Una de las cuestiones que envuelven más trascendencia para las poblaciones, es la que se dirige no solo a su abastecimiento, sino a los lugares donde se ofrecen al público los artículos precisos para el sostenimiento de la vida.

Por lo tanto, ella ha de ser hoy el objeto de nuestra atención.

Aquí—hablando con la exactitud que exige el tecnicismo de la palabra,—no podemos decir, ni asegurar por ello, exista plaza de abastos, y tanto es así que allá por el año de 1882, el periódico que en aquella sazón se publicaba se ocupó en diferentes ocasiones de su inmediata construcción, haciéndose cuentas galanas, que a pesar del tiempo trascurrido no hemos tenido la satisfacción de ver convertidas en realidades, ni es fácil las veamos porque no hay señales precursoras qué lo hagan advertir.

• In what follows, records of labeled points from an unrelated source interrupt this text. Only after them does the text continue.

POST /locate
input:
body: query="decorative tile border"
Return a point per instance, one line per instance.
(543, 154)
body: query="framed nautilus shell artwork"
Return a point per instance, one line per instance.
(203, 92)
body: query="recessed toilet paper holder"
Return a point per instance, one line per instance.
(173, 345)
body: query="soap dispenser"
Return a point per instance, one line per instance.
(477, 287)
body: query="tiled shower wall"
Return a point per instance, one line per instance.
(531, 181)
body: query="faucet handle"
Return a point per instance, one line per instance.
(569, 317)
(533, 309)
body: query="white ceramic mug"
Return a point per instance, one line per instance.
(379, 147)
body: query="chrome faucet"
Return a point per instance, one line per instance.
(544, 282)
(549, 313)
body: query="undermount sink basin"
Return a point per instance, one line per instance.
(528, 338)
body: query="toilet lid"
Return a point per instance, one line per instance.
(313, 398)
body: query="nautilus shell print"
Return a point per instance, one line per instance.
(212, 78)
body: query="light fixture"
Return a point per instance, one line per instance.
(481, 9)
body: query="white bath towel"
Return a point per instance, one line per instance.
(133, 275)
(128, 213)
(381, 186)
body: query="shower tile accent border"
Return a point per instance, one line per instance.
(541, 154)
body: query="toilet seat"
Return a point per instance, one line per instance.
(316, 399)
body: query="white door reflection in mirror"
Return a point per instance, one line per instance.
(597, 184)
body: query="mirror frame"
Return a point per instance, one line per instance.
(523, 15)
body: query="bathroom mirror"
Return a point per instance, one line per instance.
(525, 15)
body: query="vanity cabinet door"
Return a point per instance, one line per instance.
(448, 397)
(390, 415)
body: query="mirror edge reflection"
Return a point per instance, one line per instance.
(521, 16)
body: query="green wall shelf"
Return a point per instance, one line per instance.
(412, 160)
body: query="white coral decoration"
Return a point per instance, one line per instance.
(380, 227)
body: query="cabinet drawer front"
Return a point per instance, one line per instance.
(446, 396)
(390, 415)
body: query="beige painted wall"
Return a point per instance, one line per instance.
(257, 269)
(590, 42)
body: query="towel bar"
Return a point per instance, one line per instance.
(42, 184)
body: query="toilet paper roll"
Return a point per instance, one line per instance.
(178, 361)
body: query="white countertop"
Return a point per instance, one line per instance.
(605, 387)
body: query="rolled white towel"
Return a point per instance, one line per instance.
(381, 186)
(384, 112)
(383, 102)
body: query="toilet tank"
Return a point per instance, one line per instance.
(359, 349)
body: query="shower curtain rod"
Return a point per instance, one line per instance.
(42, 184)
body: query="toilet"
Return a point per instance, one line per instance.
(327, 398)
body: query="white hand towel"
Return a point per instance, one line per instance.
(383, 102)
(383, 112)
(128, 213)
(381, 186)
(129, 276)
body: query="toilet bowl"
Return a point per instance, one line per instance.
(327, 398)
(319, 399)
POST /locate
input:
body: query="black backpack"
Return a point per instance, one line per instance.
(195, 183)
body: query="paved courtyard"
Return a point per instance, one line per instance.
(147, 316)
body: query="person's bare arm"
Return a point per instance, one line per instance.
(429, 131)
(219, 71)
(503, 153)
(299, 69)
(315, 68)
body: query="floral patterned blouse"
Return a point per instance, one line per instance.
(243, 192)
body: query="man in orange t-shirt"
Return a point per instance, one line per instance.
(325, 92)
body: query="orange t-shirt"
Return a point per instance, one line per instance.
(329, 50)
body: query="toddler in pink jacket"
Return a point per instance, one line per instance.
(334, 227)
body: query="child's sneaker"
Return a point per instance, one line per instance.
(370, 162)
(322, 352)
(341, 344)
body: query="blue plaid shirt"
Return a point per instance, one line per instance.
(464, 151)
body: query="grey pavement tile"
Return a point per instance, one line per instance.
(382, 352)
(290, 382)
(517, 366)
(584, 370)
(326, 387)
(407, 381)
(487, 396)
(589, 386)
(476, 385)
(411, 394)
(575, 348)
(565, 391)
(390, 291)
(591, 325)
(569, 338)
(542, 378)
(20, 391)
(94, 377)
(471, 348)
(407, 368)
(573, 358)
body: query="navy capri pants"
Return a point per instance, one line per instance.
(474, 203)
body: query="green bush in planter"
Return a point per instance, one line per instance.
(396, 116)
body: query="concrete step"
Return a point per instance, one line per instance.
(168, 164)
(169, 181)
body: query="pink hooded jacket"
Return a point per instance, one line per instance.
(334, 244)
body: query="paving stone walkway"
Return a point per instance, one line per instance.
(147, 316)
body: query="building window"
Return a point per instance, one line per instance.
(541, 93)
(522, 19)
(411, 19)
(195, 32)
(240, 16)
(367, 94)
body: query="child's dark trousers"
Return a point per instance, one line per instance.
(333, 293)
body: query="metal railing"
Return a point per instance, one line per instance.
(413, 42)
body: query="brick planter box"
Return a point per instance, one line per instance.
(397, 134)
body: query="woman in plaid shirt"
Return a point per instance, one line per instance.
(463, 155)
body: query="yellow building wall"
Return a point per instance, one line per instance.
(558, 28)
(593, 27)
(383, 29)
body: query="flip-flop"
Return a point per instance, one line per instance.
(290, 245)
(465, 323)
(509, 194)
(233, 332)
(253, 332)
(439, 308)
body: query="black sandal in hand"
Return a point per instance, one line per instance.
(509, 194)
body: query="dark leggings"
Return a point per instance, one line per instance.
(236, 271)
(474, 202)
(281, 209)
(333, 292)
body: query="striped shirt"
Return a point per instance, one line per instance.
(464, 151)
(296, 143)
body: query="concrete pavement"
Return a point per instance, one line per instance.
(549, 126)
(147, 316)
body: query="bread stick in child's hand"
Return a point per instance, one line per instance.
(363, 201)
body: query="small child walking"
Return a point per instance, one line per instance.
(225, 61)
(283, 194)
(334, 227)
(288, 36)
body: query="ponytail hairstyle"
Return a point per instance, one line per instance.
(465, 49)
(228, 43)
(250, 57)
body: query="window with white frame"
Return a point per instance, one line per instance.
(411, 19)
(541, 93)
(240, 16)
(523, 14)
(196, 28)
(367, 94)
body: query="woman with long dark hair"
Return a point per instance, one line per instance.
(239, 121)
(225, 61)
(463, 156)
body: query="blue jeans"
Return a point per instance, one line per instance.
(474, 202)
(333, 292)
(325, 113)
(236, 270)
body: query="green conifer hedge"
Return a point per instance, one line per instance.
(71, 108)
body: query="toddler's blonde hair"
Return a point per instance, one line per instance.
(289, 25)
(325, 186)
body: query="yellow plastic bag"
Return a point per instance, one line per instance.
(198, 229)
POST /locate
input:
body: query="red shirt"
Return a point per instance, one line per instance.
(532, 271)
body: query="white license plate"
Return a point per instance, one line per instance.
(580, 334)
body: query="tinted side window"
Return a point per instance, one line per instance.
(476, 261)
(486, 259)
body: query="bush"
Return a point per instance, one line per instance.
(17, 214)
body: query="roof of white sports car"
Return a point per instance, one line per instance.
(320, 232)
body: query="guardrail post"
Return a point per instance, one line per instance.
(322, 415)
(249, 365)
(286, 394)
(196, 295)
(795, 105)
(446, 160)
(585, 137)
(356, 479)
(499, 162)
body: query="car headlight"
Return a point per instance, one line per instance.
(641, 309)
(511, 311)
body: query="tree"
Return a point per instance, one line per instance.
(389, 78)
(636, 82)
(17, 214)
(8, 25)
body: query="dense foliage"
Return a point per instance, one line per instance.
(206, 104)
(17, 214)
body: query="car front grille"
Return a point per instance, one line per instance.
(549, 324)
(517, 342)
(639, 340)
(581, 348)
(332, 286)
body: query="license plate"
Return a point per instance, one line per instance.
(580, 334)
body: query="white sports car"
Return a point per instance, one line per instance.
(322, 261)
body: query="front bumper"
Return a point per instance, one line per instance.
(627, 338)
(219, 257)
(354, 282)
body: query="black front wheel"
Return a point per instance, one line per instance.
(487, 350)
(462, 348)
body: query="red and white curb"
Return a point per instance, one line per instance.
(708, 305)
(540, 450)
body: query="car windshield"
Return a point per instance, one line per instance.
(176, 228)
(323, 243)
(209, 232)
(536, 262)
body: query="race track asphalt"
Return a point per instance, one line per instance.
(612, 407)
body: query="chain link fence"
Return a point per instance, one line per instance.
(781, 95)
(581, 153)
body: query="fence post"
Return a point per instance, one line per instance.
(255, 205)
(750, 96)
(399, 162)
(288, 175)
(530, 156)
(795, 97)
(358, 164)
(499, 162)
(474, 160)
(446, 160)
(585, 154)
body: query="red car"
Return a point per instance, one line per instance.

Parecerá exageración la afirmación que queda hecha y sin embargo nada más cierto por desgracia porque, ¿cómo llamar plaza de abastos a un lugar donde los puestos están situados al aire libre, y las mercancías expuestas a la influencia de las estaciones que las perjudica en extremo? ¿Cómo llamar plaza de abastos a un lugar donde todo lo que es objeto de venta está hacinado burdamente, bien en el suelo, bien—y esto es adelanto hecho de no muy remota fecha—sobre unos tableros toscamente fabricados y tan extraños al agua, que solo tienen contacto con ella cuando cae del cielo, y esto por aquello de que «cuando llueve todos nos mojamos?»

Y estos mismos defectos, y estas causas mismas, y los modernos adelantos, y las exigencias de la época, y la salud del pueblo, dicen muy alto que es preciso ir pensando en dotar a esta población de su correspondiente plaza de abastos, obra que ni es de romanos, frases de que nos valemos para significar la importancia, perfección y trascendencia de algunas de ellas, ni mucho menos, sino hacedera, de fácil ejecución.

Nos parece ver al Municipio cariacontecido y creyendo cada uno de sus individuos que vamos a proponer se comience la obra mañana mismo. Todo menos eso, señores concejales; sabemos que el estado de nuestro erario no está para dibujos, y por lo tanto no podemos pedir lo imposible en el actual momento, pero esto no quiere decir, que la construcción de la Plaza no pueda ser un hecho dentro de un plazo relativamente breve.

No todo se consigue con dinero contante y sonante; hay mil recursos adecuados y perfectamente legales, para alcanzar la ejecución de ciertas obras de utilidad reconocida, y de ellos debe hacerse prudente uso.

Nada nuevo vamos a decir, solo hemos de significar uno de esos recursos o medios que está al alcance de todos, y es de practica harto vulgar y demasiado corriente.

Se reduce a procurar la edificación de la Plaza con ajeno capital, concediendo su explotación al ejecutor capitalista por determinado número de años, trascurridos los cuales pasaría a ser de hecho y de derecho del pueblo.

Es cierto que aquí no habría capitalistas o compañías que se atrevieran a efectuar empresa tal, tanto por no existir hombres ricos, cuanto por desconocerse la bondad de este género de asuntos, y no adaptarse nuestro actual modo de ser a la asociación; pero no faltarían individuos de ajena procedencia que solicitaran llevarlo a término, y en verdad que no perderían.

Como de ningún modo llegaremos a obtener esta, ni otras de las muchas mejoras que necesita y reclama con urgencia la población, es cruzándonos de brazos y esperando a que nos den las cosas hechas, y no tengamos otro trabajo que disfrutarlas.

Traslado al Municipio a quien toca y corresponde estudiar este negocio, y hacer cuanto haría, un celoso padre de familia en pro de sus administrados. Esa es la obligación y ese el deber impuesto por la ley a todos los representantes de los pueblos, que deben cumplirlo religiosamente, o ceder sus puestos a otros más activos y adecuados, sino se encuentran adornados de la energía precisa para llevar sobre sus hombros, carga tan pesada como honorífica.